1) Е.Евтушенко о Г.Сокол
2) Сын М.Луконина о Е.Евтушенко, М.Луконине и Г.Сокол


*****


1. Е.ЕВТУШЕНКО О Г.СОКОЛ


УМЕРЛА БЫВШАЯ ЖЕНА ЕВТУШЕНКО, ГАЛЯ ЛУКОНИНА…..


Только физическая невозможность полета, связанная с тем, что я сейчас в госпитале, не позволила мне быть вместе с теми, кто сегодня провожает Галю. Я знал ее двенадцать лет, будучи другом Миши Луконина и ее, и ни разу не перешагнул черты, пока их брак с Мишей и мой брак с Беллой не начали разваливаться по совсем другим причинам. Нас бросило друг к другу, только когда это произошло, и уже непоправимо. Миша это прекрасно знал, и мы отнюдь не стали врагами с ним, а он с нами – а Белла пришла к нам на свадьбу.


После семнадцати лет, прожитых друг с другом, всем лучшим, что я написал, я обязан Гале, ставшей для меня мерилом гражданской совести. Миша мне рассказывал, что в день смерти Сталина она затащила его на Красную площадь и посреди горько плачущих сограждан начала отплясывать цыганочку, и он еле спас ее от возмущения толпы, которая могла ее растоптать живьем.


Однажды мы ехали в машине – я нарушил правила движения, и меня остановил милиционер.
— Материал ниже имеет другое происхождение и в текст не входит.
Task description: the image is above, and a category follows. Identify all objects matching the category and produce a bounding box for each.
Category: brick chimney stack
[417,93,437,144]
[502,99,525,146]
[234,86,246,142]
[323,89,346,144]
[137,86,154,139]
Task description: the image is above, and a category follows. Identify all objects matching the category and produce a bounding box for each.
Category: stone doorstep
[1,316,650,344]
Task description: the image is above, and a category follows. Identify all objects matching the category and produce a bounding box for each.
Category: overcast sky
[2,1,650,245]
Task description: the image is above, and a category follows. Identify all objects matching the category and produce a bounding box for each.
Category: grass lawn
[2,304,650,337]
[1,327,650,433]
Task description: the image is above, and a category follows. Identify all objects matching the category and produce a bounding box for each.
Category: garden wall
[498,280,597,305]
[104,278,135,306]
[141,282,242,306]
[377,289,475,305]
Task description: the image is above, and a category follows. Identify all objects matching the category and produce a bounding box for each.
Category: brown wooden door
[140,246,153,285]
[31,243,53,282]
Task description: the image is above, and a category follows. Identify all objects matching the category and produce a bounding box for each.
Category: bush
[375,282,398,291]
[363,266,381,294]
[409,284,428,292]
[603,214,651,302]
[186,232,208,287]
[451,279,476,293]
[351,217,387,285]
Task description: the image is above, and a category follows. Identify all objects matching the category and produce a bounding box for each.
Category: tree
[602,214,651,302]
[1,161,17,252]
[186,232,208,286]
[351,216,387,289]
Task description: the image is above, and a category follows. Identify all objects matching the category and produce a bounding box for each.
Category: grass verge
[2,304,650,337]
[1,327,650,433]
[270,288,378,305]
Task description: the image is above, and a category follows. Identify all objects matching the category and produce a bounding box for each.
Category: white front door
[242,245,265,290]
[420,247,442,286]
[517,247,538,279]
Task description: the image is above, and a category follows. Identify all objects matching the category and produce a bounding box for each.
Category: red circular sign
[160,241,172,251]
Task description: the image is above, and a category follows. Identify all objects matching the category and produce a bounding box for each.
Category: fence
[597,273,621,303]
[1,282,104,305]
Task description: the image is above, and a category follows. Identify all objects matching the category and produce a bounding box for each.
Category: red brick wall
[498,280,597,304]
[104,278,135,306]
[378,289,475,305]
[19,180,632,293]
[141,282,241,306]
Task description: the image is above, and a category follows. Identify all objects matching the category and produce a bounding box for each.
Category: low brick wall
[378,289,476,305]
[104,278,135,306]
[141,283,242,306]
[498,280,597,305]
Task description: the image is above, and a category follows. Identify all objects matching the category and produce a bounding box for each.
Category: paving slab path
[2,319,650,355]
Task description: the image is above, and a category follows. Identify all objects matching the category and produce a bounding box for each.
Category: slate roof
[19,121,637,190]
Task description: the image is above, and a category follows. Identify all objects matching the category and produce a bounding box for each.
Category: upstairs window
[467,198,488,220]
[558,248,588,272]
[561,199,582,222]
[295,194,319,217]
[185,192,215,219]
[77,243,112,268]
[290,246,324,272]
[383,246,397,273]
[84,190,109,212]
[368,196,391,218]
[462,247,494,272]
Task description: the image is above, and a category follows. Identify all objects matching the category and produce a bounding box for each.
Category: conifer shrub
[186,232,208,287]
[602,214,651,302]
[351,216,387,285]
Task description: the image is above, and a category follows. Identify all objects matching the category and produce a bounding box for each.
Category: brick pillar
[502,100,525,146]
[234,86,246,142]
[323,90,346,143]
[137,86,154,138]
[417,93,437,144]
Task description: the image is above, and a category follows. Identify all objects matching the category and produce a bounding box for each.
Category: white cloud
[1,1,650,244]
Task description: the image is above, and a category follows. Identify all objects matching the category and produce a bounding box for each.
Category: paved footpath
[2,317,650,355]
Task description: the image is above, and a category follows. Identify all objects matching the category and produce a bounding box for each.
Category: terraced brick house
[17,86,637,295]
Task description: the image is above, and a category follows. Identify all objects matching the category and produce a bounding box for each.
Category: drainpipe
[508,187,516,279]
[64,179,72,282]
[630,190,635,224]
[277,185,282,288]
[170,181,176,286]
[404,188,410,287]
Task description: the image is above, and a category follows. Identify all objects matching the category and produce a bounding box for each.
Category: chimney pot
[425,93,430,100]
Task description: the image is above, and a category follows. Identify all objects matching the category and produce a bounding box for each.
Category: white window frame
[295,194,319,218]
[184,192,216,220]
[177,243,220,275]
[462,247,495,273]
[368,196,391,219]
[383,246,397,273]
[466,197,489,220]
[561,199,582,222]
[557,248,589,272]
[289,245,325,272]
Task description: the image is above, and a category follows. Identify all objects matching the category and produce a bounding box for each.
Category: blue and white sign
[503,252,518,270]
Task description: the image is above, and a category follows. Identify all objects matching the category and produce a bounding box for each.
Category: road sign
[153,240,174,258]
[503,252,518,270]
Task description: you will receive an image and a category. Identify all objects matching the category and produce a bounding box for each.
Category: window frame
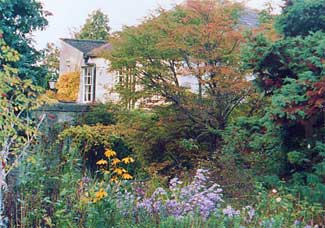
[82,65,96,103]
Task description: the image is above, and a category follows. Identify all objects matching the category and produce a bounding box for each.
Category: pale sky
[33,0,282,49]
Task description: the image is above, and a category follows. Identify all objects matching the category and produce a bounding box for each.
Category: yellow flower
[111,158,121,166]
[96,159,108,166]
[110,175,118,183]
[104,149,116,158]
[122,173,133,180]
[94,188,107,201]
[121,156,135,164]
[113,168,126,175]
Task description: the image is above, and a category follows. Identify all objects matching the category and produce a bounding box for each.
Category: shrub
[58,124,136,175]
[83,103,117,125]
[55,71,80,102]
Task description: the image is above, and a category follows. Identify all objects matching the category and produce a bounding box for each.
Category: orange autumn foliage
[56,71,80,102]
[107,0,253,134]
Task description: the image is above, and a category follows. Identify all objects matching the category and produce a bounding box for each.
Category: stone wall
[32,102,90,128]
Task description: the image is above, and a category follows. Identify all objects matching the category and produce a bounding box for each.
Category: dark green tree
[239,0,325,202]
[0,0,49,86]
[75,9,110,41]
[276,0,325,37]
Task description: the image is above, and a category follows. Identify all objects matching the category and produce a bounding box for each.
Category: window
[83,66,95,102]
[66,59,71,70]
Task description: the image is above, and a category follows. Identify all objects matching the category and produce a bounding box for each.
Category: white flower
[272,189,277,194]
[275,197,281,202]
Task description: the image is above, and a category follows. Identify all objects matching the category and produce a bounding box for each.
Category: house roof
[61,38,108,57]
[89,43,113,57]
[240,9,260,28]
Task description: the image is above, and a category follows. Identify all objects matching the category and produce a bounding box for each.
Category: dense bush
[241,9,325,203]
[83,103,117,126]
[114,106,212,176]
[55,71,80,102]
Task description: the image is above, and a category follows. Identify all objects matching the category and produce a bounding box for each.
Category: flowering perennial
[137,169,223,219]
[91,149,135,203]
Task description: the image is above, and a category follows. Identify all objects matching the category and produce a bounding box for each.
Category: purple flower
[222,205,240,218]
[81,176,91,183]
[152,187,167,198]
[136,169,224,219]
[243,206,255,221]
[165,199,182,217]
[293,220,301,226]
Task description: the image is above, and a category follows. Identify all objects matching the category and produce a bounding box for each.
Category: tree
[0,32,45,227]
[242,0,325,202]
[106,0,252,149]
[41,42,60,88]
[276,0,325,37]
[0,0,49,86]
[75,10,110,41]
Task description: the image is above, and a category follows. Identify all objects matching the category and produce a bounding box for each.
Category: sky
[33,0,282,49]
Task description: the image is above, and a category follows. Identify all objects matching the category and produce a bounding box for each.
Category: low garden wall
[32,102,90,127]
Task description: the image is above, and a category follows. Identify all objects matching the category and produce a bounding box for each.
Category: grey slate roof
[61,38,107,56]
[240,9,259,28]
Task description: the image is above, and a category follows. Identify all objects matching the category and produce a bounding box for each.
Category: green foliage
[241,0,325,204]
[222,115,284,178]
[41,43,60,88]
[0,35,44,177]
[287,151,305,165]
[0,0,49,86]
[252,184,323,227]
[83,103,117,126]
[59,124,135,174]
[17,122,135,227]
[276,0,325,37]
[114,106,210,175]
[17,124,72,227]
[75,9,110,41]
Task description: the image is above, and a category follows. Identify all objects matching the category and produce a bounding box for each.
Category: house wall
[59,41,84,74]
[59,41,85,103]
[85,57,120,103]
[178,75,199,93]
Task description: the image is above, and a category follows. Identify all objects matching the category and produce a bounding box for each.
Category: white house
[58,9,258,105]
[59,38,199,105]
[59,38,120,104]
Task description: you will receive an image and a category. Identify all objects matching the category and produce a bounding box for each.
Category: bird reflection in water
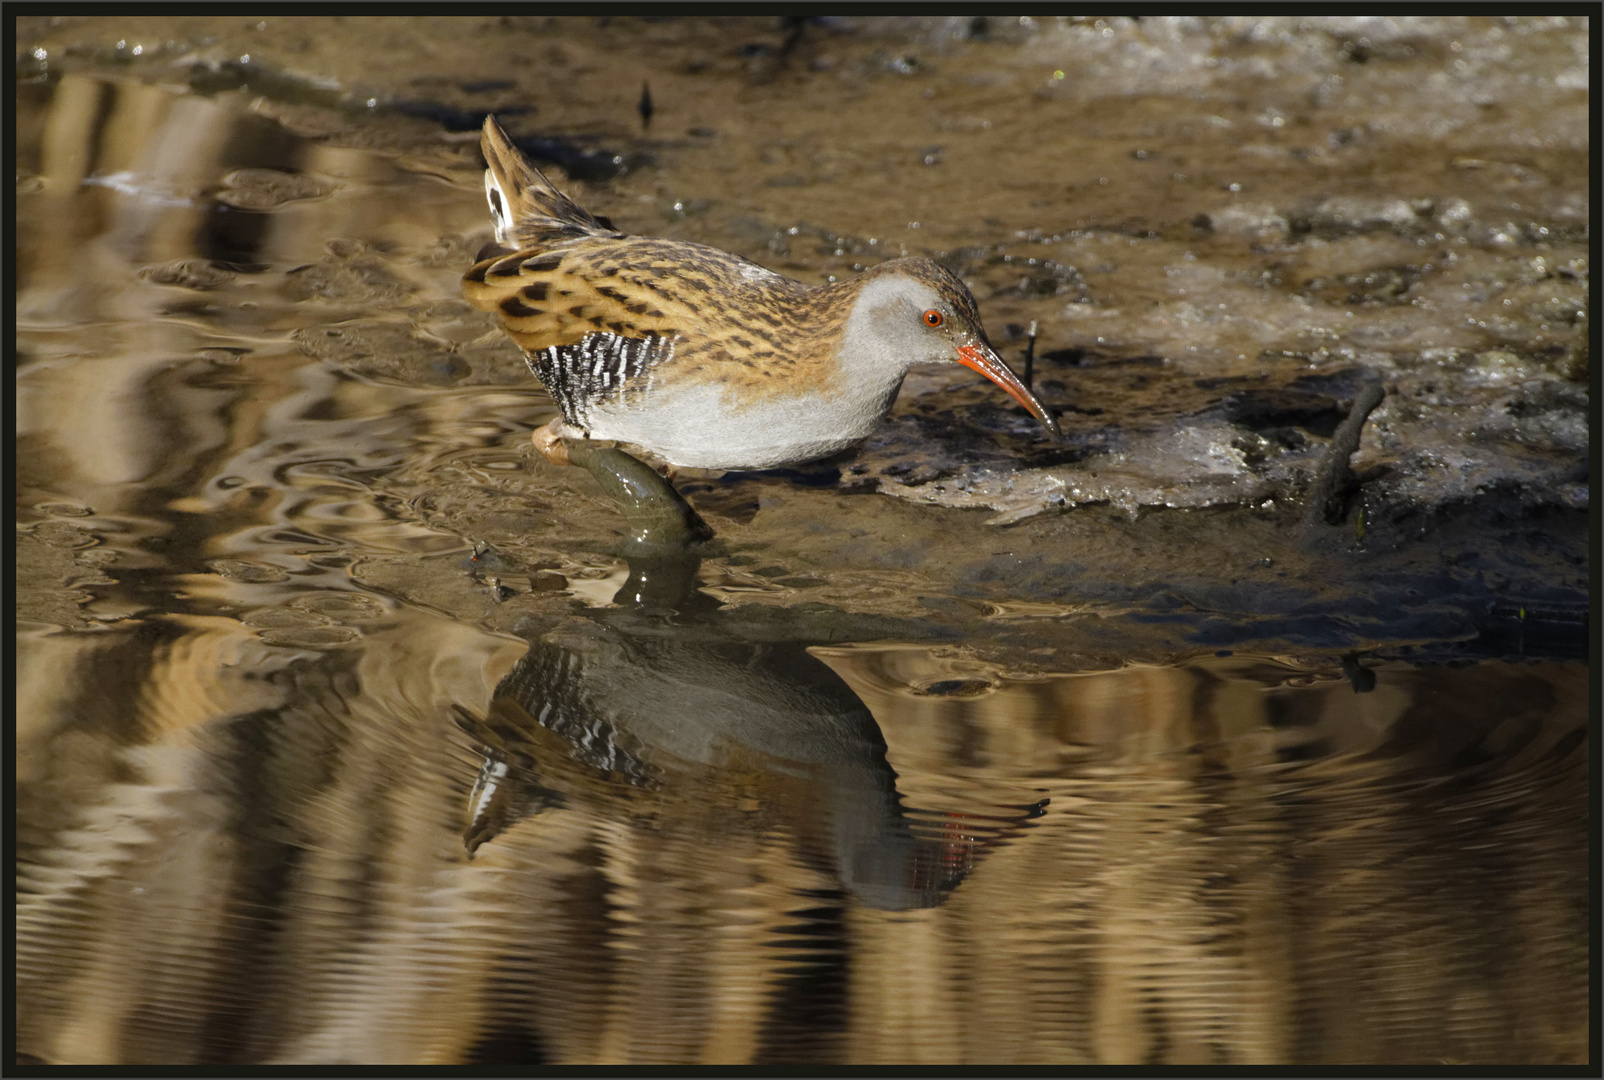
[454,467,1044,911]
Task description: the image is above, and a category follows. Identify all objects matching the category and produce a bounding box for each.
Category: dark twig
[1303,379,1386,528]
[778,16,808,58]
[637,82,653,129]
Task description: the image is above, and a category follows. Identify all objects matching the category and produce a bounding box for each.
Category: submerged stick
[566,442,714,548]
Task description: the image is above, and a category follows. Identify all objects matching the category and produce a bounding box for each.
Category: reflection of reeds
[15,612,1589,1064]
[17,74,491,518]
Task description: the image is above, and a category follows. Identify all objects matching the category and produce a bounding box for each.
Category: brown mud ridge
[15,15,1589,661]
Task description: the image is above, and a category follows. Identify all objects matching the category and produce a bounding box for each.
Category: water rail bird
[463,116,1059,471]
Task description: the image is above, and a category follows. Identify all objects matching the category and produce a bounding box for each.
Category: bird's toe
[532,419,574,467]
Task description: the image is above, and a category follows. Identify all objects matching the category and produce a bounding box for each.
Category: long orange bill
[956,344,1061,437]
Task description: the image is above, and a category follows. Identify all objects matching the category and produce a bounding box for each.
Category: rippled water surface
[17,612,1591,1066]
[14,18,1593,1068]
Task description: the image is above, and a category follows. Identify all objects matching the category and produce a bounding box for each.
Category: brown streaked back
[464,235,864,398]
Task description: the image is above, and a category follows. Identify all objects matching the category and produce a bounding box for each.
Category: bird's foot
[531,419,573,466]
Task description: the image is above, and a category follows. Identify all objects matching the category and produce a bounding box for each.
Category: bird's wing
[463,241,693,352]
[463,237,841,421]
[463,240,705,422]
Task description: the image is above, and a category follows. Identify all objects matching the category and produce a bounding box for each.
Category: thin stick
[638,82,654,129]
[1303,380,1386,529]
[1023,320,1038,392]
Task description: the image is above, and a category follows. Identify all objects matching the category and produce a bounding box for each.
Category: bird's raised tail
[480,115,620,247]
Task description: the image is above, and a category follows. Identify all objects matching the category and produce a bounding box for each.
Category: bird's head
[842,259,1060,436]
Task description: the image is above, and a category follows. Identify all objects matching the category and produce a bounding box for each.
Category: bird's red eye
[922,309,944,327]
Заглянув в кабину и увидев Галю, он вызвал меня наружу и спросил:


– Эта женщина – Галина Сокол?


– Это моя жена Галина Евтушенко. Но ее девичья фамилия действительно Сокол.


– Я ее навсегда запомнил. После войны, когда была кампания против евреев, она меняла паспорт, и я, узнав, что ее мать – еврейка, а отец русский, пожалел ее, еще совсем молоденькую, и предложил записать русской. А она как вскочит, как закричит: «Пиши еврейкой!», а саму трясет, и слезы в глазах злющие. Разве многие тогда были на такое способны?


Когда я написал «Бабий Яр», она опустила глаза. «Знаешь, об этом лучше никогда ничего не писать, потому что все слова ничтожны перед этим».


Вот какой она была человек. Она говорила мне: «Я хорошо шью, и мы как-нибудь проживем на это. Зачем ты идешь иногда на поправки и портишь стихи! Всё равно всё лучшее прорвется».


Когда я написал стихотворение «Танки идут по Праге» и послал телеграмму протеста, а затем вернулся в Москву, она, вязавшая свитера для диссидентов и бывшая хранительницей ключей от квартиры А.Д. Сахарова и Е.Г. Боннэр, когда их сослали, вдруг испугалась по-матерински за меня и заставила сжечь многие самиздатовские книги, что мы и делали у костра в Переделкино: она боялась, что меня могут посадить или организовать несчастный случай.


Она очень любила поэзию и живопись и уже после развода, получив от меня первый экземпляр пробного варианта первого тома антологии русской поэзии десяти веков, вышедший микроскопическим тиражом в издательстве «Слово», сказала, что, запершись, читала его три дня и что это, может, лучшее, что я сделал в жизни. Хотя тут же отругала меня за какие-то, с ее точки зрения, неряшливые новые мои собственные стихи.


Она вложила столько сил и надежд в нашего сына Петю, что я надеюсь, он все-таки оправдает в конце концов ее надежды. Я хотел бы, чтобы он всегда помнил, что у него есть отец и уже из бесконечности на него смотрят глаза его мамы.


И ты, Петя, не должен ее подвести, продолжая работу художника, к чему у тебя есть безусловные способности, которые теперь уже ты сам должен развивать, как о том мечтала твоя мама.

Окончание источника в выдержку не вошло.